第2話 「目的以外のご利用はおやめください」

 「目的以外のご利用はおやめください」

 これも最近よく目にする言い回しである。事故が起きた時にクレームをつけられたくないからだろうが、言うならちゃんと言え!とは思う。「目的」と言われても、はっきり目的・使い方が書いていない場合は多々ある。「見ればわかるだろう」というなら、それはあまりにも無責任じゃないか。見ればわかるものなら、普通は正しく使える。正しく使えない人に言いたいのなら、もっと丁寧に書くべきだと思う。


 この「目的以外のご利用をおやめください」を図書館のトイレで見たことがある。仮にも図書館だろ、日本語を伝わるように正しく使えよ。言い逃れされないように。目的、目的、って、それ、人によってだいぶ違うから。

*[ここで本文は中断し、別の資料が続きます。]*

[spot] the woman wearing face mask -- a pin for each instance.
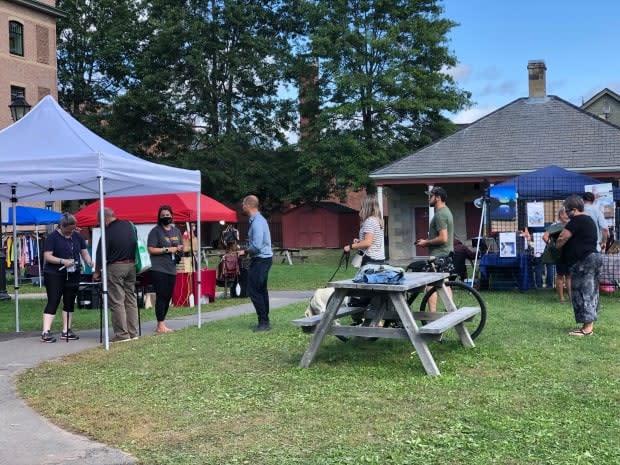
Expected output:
(578, 241)
(164, 242)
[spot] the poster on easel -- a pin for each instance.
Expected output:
(604, 200)
(508, 244)
(535, 215)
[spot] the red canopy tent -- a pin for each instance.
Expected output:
(143, 209)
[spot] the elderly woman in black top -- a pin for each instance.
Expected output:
(61, 275)
(164, 242)
(578, 241)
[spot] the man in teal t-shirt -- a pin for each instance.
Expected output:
(441, 230)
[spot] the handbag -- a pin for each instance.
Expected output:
(143, 258)
(551, 255)
(356, 261)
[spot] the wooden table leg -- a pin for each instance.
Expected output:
(323, 327)
(419, 343)
(461, 330)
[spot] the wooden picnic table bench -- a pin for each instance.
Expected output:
(389, 301)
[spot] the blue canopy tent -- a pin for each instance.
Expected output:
(33, 216)
(548, 183)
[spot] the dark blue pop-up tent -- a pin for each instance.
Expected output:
(32, 215)
(548, 183)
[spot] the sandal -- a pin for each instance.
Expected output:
(580, 333)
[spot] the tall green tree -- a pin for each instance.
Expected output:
(205, 92)
(96, 52)
(382, 87)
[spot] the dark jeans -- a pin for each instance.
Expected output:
(163, 283)
(61, 285)
(257, 287)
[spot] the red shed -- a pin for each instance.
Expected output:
(320, 224)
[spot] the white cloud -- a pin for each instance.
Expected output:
(461, 72)
(472, 114)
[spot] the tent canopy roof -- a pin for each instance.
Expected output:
(549, 183)
(143, 209)
(49, 155)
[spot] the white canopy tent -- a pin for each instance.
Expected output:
(48, 155)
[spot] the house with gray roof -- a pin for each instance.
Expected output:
(605, 104)
(523, 136)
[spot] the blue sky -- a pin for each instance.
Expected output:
(578, 40)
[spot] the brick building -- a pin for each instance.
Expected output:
(27, 52)
(27, 57)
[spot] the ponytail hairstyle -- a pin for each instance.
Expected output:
(370, 207)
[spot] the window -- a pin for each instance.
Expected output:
(16, 38)
(17, 92)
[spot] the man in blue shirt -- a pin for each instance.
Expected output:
(259, 248)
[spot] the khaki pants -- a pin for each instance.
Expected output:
(122, 299)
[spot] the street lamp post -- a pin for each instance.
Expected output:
(19, 107)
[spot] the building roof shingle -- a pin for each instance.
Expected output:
(525, 135)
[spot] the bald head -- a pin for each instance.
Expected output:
(108, 215)
(250, 205)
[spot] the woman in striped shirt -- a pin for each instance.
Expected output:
(371, 236)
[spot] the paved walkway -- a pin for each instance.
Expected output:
(29, 439)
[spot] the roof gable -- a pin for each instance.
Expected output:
(526, 134)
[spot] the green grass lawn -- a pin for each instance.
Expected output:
(527, 394)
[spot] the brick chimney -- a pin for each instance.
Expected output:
(536, 72)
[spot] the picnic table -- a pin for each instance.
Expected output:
(288, 254)
(389, 301)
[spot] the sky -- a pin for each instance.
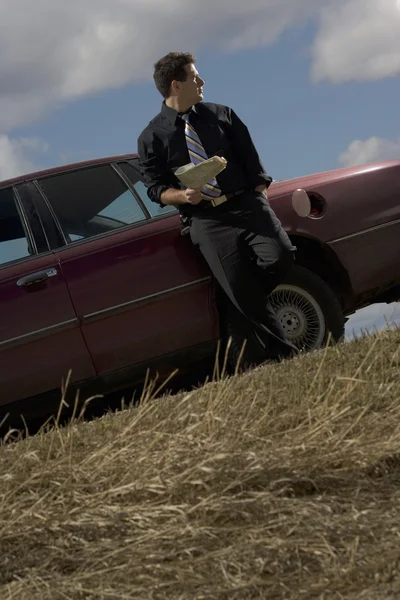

 「私は、便所飯する目的で利用しました」でも、「私は、盗撮する目的で利用しました」でも、「私は、赤子産み落として遺棄する目的で利用しました」でも、全部「目的のための利用」だから。「『目的以外のご利用はおやめください』って書いてあったでしょ?」と言ったところで、正しい利用について伝える義務を果たしたとは言えない。犯罪はともかくとしても、「自分の目的にあった利用をしました」ってことであれば、何されてても、文句は言えない。書いてある通りのことをしただけなのだから。